Die Fahnder hielten im Protokoll über die Beschattung der Zielperson (ZP) in Köln fest: »Alias Jennrich bewegte sich mehrere Stunden in der Innenstadt, wobei er z. B. in einer menschenleeren Straße durch Umdrehen die ihm in Entfernung folgenden Observanten musterte. Dieses Verhalten wiederholte sich. Man konnte davon ausgehen, daß es sich bei der ZP um einen geschulten Inoffiziellen Mitarbeiter handelte.«
Man hatte die Zielperson abends endlich in der Konrad-Adenauer-Allee 25 in Andernach eingekesselt. Und dann soll Kanter mal eben mit dem Auto den falschen Jennrich einsammeln können und zum Bahnhof ins 19 Kilometer entfernte Koblenz chauffieren? Ohne verfolgt und in flagranti mit dem Stasi-Agenten gestoppt zu werden?
Und die Polizei kam, sogar zweimal – zu spät. Sie drang in die konspirative Wohnung ein, aber die war und blieb leer. In einem Schranksafe fand sich lediglich eine handgeschriebene Botschaft für Wohnungsinhaber Kanter. Gefragt wurde nach »wirtschaftlicher Entwicklung«, nach »Auswirkungen der Korruptionsaffäre« in Bonn – gemeint war der Flick-Skandal –, nach Verbindungen der damals regierenden Koalition aus CDU/CSU und FDP zu »führenden Industrie- und Wirtschaftskreisen«.

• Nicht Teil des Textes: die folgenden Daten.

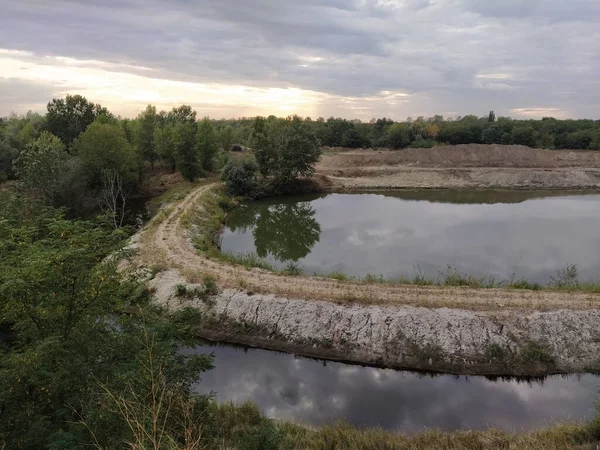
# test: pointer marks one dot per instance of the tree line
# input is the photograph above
(79, 155)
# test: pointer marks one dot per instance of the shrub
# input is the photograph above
(240, 177)
(210, 286)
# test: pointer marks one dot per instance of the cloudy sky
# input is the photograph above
(348, 58)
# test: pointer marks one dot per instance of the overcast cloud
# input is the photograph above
(363, 58)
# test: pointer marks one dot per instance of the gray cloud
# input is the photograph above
(459, 55)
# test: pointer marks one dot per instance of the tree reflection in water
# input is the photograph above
(284, 231)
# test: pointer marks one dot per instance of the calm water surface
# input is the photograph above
(315, 392)
(482, 233)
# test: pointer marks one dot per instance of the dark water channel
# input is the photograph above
(316, 392)
(528, 234)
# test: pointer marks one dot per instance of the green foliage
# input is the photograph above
(69, 117)
(7, 157)
(398, 135)
(239, 177)
(210, 285)
(492, 134)
(39, 166)
(226, 138)
(145, 133)
(285, 149)
(76, 334)
(104, 147)
(164, 145)
(186, 155)
(207, 145)
(523, 135)
(534, 352)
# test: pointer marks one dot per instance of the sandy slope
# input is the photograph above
(463, 166)
(167, 243)
(415, 327)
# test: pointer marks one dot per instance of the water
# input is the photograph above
(314, 392)
(481, 233)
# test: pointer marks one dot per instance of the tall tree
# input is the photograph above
(186, 154)
(145, 134)
(226, 138)
(164, 146)
(39, 166)
(104, 147)
(68, 117)
(206, 144)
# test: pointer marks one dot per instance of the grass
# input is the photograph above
(565, 280)
(208, 289)
(244, 427)
(172, 195)
(206, 221)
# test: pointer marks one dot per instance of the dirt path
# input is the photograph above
(166, 243)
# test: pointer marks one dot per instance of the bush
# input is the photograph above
(240, 177)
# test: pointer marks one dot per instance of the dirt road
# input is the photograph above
(462, 330)
(166, 242)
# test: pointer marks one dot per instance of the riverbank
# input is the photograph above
(453, 329)
(459, 167)
(244, 422)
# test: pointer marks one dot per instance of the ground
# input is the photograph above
(462, 166)
(455, 329)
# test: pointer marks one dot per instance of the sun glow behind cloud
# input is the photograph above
(126, 93)
(125, 89)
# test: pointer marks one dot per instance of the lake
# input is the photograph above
(504, 234)
(314, 392)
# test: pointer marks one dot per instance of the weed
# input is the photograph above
(566, 278)
(534, 352)
(292, 268)
(340, 276)
(226, 204)
(495, 352)
(210, 285)
(374, 279)
(181, 291)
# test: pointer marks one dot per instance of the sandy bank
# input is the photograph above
(462, 166)
(499, 331)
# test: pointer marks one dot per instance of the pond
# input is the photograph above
(314, 392)
(527, 234)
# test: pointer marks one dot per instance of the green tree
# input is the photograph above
(226, 138)
(492, 134)
(104, 147)
(71, 327)
(7, 156)
(398, 135)
(285, 149)
(145, 134)
(207, 144)
(164, 145)
(186, 154)
(523, 135)
(288, 232)
(39, 166)
(299, 151)
(240, 177)
(69, 117)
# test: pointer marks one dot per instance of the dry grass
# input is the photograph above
(166, 241)
(244, 427)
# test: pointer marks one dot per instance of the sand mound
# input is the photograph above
(456, 156)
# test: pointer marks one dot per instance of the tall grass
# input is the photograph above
(243, 427)
(207, 219)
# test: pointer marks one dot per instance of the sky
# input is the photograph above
(346, 58)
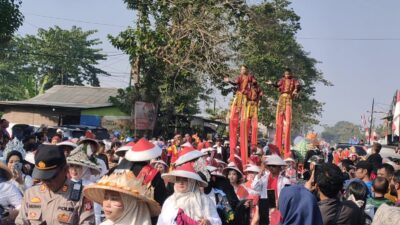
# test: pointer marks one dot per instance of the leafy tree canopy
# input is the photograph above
(341, 132)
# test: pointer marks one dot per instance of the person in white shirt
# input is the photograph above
(10, 196)
(81, 169)
(188, 204)
(269, 180)
(21, 180)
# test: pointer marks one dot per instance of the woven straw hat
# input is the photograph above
(188, 153)
(126, 183)
(187, 171)
(231, 166)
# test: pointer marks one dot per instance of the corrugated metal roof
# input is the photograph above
(70, 97)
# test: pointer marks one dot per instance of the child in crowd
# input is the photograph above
(379, 188)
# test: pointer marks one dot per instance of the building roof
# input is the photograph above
(70, 97)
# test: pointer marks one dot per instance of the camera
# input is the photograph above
(18, 166)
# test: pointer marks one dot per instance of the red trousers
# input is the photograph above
(283, 125)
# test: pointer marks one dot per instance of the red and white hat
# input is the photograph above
(143, 150)
(67, 143)
(125, 148)
(154, 163)
(188, 153)
(252, 168)
(186, 171)
(232, 166)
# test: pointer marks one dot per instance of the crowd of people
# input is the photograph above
(189, 180)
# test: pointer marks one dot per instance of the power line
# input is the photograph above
(75, 20)
(28, 52)
(347, 39)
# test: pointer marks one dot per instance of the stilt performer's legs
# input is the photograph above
(288, 121)
(244, 133)
(233, 126)
(254, 126)
(279, 130)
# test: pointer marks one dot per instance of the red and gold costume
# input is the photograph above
(174, 149)
(288, 87)
(250, 117)
(237, 109)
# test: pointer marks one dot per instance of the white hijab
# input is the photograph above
(194, 203)
(135, 213)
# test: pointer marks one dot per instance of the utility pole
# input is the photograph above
(135, 73)
(215, 99)
(371, 120)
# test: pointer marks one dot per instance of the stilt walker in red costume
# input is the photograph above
(253, 102)
(289, 88)
(237, 110)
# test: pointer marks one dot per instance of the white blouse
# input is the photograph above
(10, 195)
(169, 212)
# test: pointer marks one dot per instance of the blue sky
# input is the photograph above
(357, 43)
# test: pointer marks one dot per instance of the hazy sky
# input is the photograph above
(357, 43)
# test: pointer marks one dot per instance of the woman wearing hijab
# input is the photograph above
(188, 205)
(251, 172)
(235, 176)
(81, 169)
(10, 197)
(298, 207)
(125, 200)
(20, 179)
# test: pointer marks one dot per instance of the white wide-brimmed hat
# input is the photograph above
(252, 168)
(67, 143)
(186, 171)
(123, 182)
(143, 150)
(232, 166)
(207, 150)
(289, 160)
(125, 147)
(154, 163)
(79, 157)
(275, 160)
(211, 168)
(187, 154)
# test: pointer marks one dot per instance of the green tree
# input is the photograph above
(35, 63)
(341, 132)
(11, 19)
(175, 56)
(268, 46)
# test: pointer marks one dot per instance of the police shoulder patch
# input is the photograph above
(35, 200)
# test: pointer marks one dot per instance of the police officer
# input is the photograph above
(57, 200)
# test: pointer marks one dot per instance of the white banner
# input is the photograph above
(145, 116)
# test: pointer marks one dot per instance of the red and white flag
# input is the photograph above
(396, 116)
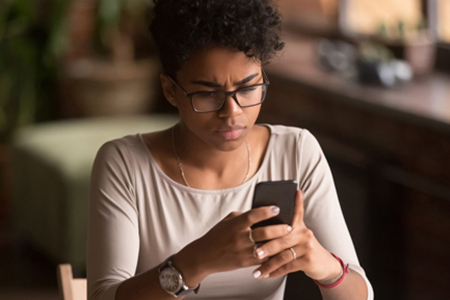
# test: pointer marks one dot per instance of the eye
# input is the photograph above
(247, 90)
(206, 95)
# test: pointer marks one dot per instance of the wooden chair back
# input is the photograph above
(70, 288)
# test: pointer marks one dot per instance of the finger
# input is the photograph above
(275, 262)
(299, 209)
(293, 266)
(232, 214)
(270, 232)
(257, 215)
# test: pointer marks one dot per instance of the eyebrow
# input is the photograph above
(213, 84)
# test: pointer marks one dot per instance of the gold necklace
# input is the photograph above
(180, 165)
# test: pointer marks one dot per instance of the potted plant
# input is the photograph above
(32, 43)
(114, 81)
(414, 45)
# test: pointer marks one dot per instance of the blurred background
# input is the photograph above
(370, 79)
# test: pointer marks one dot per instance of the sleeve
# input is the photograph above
(323, 214)
(113, 232)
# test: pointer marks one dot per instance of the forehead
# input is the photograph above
(219, 64)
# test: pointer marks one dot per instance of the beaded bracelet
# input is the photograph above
(345, 268)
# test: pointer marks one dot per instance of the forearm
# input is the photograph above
(353, 287)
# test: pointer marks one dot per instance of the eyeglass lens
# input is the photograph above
(210, 101)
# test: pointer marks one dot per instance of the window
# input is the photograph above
(391, 19)
(443, 20)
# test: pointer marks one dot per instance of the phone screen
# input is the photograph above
(279, 193)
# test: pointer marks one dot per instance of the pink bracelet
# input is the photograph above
(345, 268)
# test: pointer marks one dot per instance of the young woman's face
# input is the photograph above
(211, 70)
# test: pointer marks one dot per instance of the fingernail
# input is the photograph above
(275, 209)
(260, 253)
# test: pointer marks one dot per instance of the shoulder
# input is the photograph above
(121, 152)
(299, 135)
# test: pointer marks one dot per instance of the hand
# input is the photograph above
(312, 258)
(227, 245)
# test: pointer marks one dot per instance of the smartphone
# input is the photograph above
(279, 193)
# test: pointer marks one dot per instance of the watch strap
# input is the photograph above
(184, 289)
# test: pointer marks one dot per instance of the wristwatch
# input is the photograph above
(172, 281)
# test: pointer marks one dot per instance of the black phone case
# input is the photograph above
(279, 193)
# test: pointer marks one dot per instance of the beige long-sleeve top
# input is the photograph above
(138, 216)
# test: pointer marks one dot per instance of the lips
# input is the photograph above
(230, 133)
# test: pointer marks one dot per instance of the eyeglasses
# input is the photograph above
(210, 101)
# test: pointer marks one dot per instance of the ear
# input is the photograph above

Richter Vonnahme hat sich offenkundig mit solchen Ungereimtheiten nicht plagen mögen. Der Autor hat ihn 2018 gefragt, ob er durch die Politik unter Druck gesetzt worden sei? Er hat die Frage nicht mit einem klaren Nein beantwortet. »Dazu sage ich nichts.«
In die Einzelheiten ging der Richter in seinem Urteilstext lieber bei Nebenaspekten: »Um dem Angeklagten im Falle der erwarteten polizeilichen Nachforschungen ein Alibi zu verschaffen, ließ Dr. Krüger ihm unter dem Datum des 19. November 1983 einen Brief zukommen, in dem ein ›Hans Frank‹ aus Basel sinngemäß erklärte, er habe überstürzt aus der ihm zur Verfügung gestellten Mansarde des Angeklagten abreisen müssen, da seine Mutter überraschend in ein Krankenhaus eingeliefert worden sei. Nach deren Tod müsse er jetzt den Nachlass regeln, so daß die geschäftliche Zusammenarbeit mit dem Angeklagten für längere Zeit unterbrochen werden müsse. Diese Ausführungen entsprechen, wie auch der Angeklagte wußte, nicht der Wahrheit.«
»Etwa zehnmal pro Jahr« sei es laut Vonnahme seit den 1970er-Jahren zu konspirativen Treffen zwischen Kanter und Krüger gekommen: »Nachdem sich Dr. Krüger über die Unannehmlichkeiten der häufigen Hotelaufenthalte beklagt hatte, einigte man sich im Jahre 1975 darauf, die Begegnungen künftig in dem Anwesen Kanters in Andernach stattfinden zu lassen. Dort betrieb die Schwester Agnes L. des Angeklagten eine Pension, während der Angeklagte einen Schlaf- und einen Büroraum im zweiten und dritten Stock nutzte, die er Dr. Krüger bei dessen Besuchen zur Verfügung stellte. Ende 1981 übertrug der Angeklagte seinen Anteil an dem Gebäude auf seine Schwester und erwarb als Nebenwohnsitz eine Eigentumswohnung in der Konrad-Adenauer-Allee in Andernach, wohin von da an auch die weiteren Zusammenkünfte verlegt wurden. Der Angeklagte händigte Dr. Krüger zu diesem Zweck einen Wohnungsschlüssel aus und stellte ihm ein Zimmer zur Verfügung, in dem er ständig persönliche Sachen deponieren konnte. Somit konnte Dr. Krüger die Wohnung auch dann jederzeit betreten, wenn der Angeklagte wie gewöhnlich tagsüber arbeitete und nur abends verfügbar war. Die Aufenthalte Dr. Krügers erstreckten sich in der Regel über drei bis vier Tage.«
Die Flucht aus Andern ach war Krüger dank Hilfe von ganz oben geglückt. Beim Grenzübertritt am nächsten Tag hätten die westdeutschen Sicherheitsbehörden den falschen Jennrich noch greifen können. Man versuchte es nicht einmal. Erst als Krüger wieder zurück in Sicherheit in der DDR war, bequemte sich der Generalbundesanwalt am 29. September 1983 unter dem Aktenzeichen 7 BJs 225/83 ein Ermittlungsverfahren einzuleiten. Nicht etwa gegen den Inhaber der konspirativen Wohnung und Fluchthelfer Kanter. Sondern »gegen unbekannt«.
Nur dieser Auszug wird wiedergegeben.